Dienstag, 13. April 2010

Planlos.... und noch mehr Tempel & Schreine

Planlos, aber nicht weil ich nichts zu berichten habe oder gerade mächtig verpeilt bin, sondern weil Alca mir unbeabsichtigt bei ihrem letzten Post meine Überschrift geklaut hat. Zwei Dumme... Ein Gedanke... Das Wetter gestern war aber auch wirklich alles andere als prickelnd und da ist "Singing in the rain" genau das richtige Lied dazu gewesen.

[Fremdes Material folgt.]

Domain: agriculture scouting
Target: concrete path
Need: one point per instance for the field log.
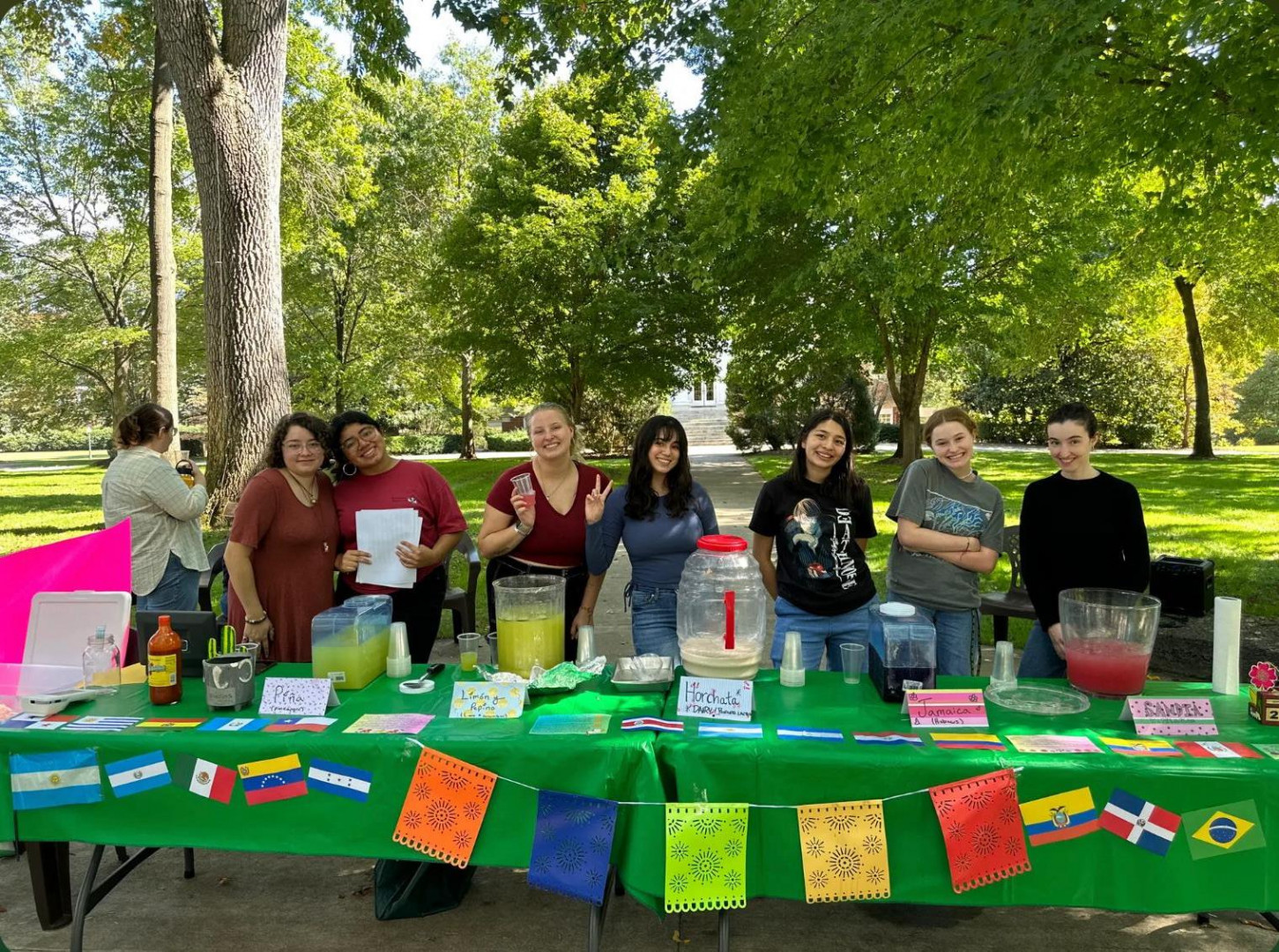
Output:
(260, 901)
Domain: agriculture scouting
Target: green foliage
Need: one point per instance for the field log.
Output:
(1259, 398)
(1127, 384)
(508, 442)
(568, 261)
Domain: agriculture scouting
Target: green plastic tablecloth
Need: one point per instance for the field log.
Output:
(1097, 870)
(617, 765)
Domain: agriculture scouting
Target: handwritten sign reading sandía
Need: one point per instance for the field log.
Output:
(963, 709)
(717, 699)
(297, 696)
(1171, 717)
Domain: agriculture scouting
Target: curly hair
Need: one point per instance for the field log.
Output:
(317, 428)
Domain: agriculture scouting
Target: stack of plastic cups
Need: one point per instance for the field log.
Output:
(398, 662)
(1003, 674)
(792, 660)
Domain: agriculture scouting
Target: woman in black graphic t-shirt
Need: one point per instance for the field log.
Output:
(819, 513)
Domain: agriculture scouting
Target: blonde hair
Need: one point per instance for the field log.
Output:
(948, 415)
(575, 447)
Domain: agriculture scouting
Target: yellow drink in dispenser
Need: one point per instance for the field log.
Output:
(530, 622)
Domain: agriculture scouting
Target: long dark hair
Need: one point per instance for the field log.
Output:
(146, 422)
(335, 427)
(843, 484)
(641, 501)
(317, 428)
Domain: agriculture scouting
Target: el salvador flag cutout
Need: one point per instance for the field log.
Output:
(138, 774)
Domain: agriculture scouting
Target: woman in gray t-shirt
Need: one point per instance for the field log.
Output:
(949, 532)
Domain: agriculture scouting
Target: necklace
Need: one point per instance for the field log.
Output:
(555, 489)
(312, 495)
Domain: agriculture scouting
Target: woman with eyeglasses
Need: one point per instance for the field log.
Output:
(368, 478)
(284, 540)
(141, 485)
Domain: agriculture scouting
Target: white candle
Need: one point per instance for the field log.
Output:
(1225, 645)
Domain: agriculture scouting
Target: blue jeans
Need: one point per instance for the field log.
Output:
(822, 634)
(178, 590)
(652, 621)
(958, 636)
(1040, 659)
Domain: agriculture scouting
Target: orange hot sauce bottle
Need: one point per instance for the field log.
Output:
(164, 665)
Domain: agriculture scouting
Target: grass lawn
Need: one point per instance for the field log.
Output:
(1224, 509)
(41, 507)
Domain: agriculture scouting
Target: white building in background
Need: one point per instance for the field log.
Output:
(701, 408)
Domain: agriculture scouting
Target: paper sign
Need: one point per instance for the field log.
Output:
(487, 700)
(572, 723)
(947, 709)
(298, 696)
(379, 532)
(718, 699)
(1171, 717)
(1052, 744)
(390, 723)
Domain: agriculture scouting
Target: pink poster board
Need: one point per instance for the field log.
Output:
(95, 562)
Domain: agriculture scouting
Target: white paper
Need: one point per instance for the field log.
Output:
(379, 532)
(297, 696)
(1225, 645)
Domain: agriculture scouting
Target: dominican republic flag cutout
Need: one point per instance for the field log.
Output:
(1140, 822)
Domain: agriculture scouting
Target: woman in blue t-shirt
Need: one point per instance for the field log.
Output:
(819, 513)
(658, 517)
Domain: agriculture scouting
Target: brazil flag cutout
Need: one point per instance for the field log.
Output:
(1230, 828)
(705, 856)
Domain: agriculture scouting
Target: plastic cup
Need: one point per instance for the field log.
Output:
(584, 643)
(1003, 671)
(468, 646)
(792, 660)
(853, 658)
(524, 484)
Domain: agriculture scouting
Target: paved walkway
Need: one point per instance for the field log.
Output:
(323, 905)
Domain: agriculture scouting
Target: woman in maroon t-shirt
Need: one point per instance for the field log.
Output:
(368, 478)
(547, 534)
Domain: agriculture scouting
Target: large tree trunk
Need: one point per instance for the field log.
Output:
(468, 436)
(1202, 448)
(907, 345)
(164, 265)
(232, 96)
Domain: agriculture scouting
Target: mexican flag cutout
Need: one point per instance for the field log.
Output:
(204, 778)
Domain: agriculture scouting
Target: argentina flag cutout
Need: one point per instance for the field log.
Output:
(54, 779)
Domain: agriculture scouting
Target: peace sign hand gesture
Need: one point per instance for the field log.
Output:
(595, 502)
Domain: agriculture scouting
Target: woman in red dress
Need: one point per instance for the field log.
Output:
(283, 544)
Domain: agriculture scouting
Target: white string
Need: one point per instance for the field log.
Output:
(663, 802)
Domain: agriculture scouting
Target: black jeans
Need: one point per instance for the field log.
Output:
(419, 608)
(575, 590)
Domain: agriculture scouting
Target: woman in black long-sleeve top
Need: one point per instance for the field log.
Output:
(1080, 527)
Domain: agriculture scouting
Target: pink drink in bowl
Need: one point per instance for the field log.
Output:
(1108, 635)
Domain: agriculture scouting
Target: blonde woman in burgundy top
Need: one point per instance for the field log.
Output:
(549, 535)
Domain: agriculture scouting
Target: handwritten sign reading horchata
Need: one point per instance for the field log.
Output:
(1171, 717)
(297, 696)
(718, 699)
(932, 708)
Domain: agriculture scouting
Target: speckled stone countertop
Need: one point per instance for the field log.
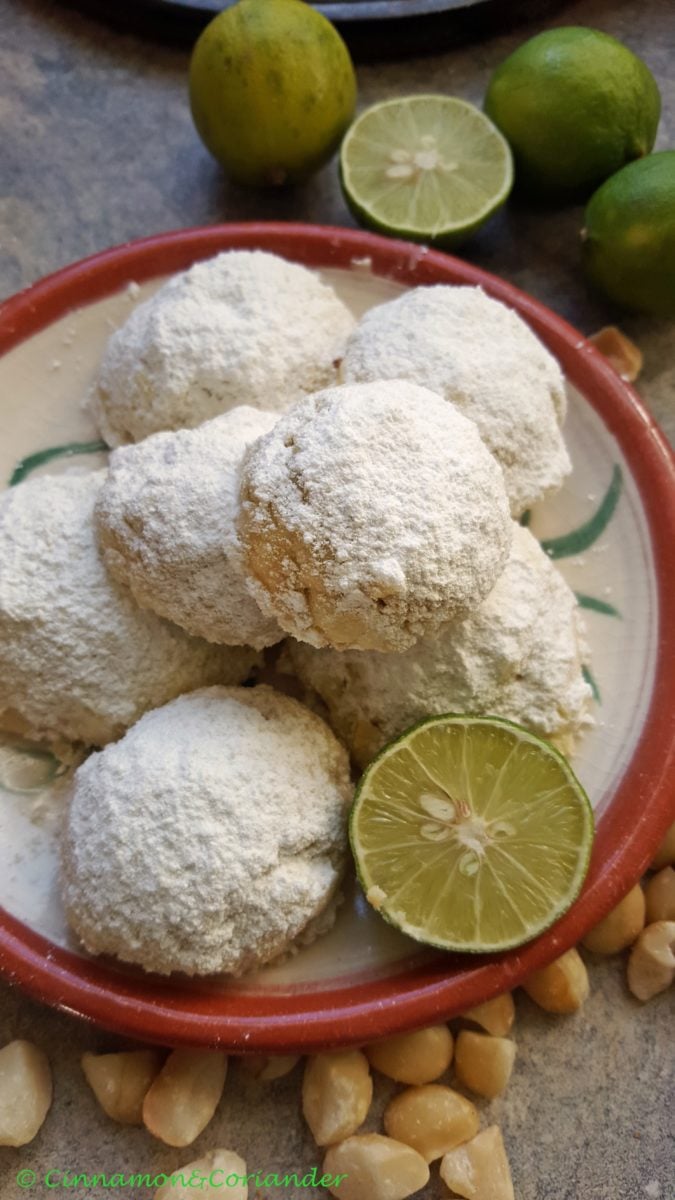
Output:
(96, 147)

Wie Alca schon berichtet hat, waren wir gestern erst im Regen shoppen und nach etwas Ausruhen zu Hause im sind wir wieder im Regen zum Konzert gedackelt. Was das vorherige Essen angeht, kann ich mich Alca nur anschließen. Es war sehr durchschnittlich, dafür hat es aber auch nicht viel gekostet. Danach gings dann zum Konzert, aber irgendwie war das alles anders als in Deutschland. Kein Gezicke, kein Gedränge, kein Geschupse, kein Gekreische.... Alle haben geduldig gewartet, bis sie an der Reihe waren und sich nicht wie blöd nach vorn an die Bühne gedrängelt. Das war wirklich wie unter Erwachsenen. Also, ihr lieben Visus, die ihr doch alles so machen wollt wie in Japan, nehmt euch mal ein Beispiel!!!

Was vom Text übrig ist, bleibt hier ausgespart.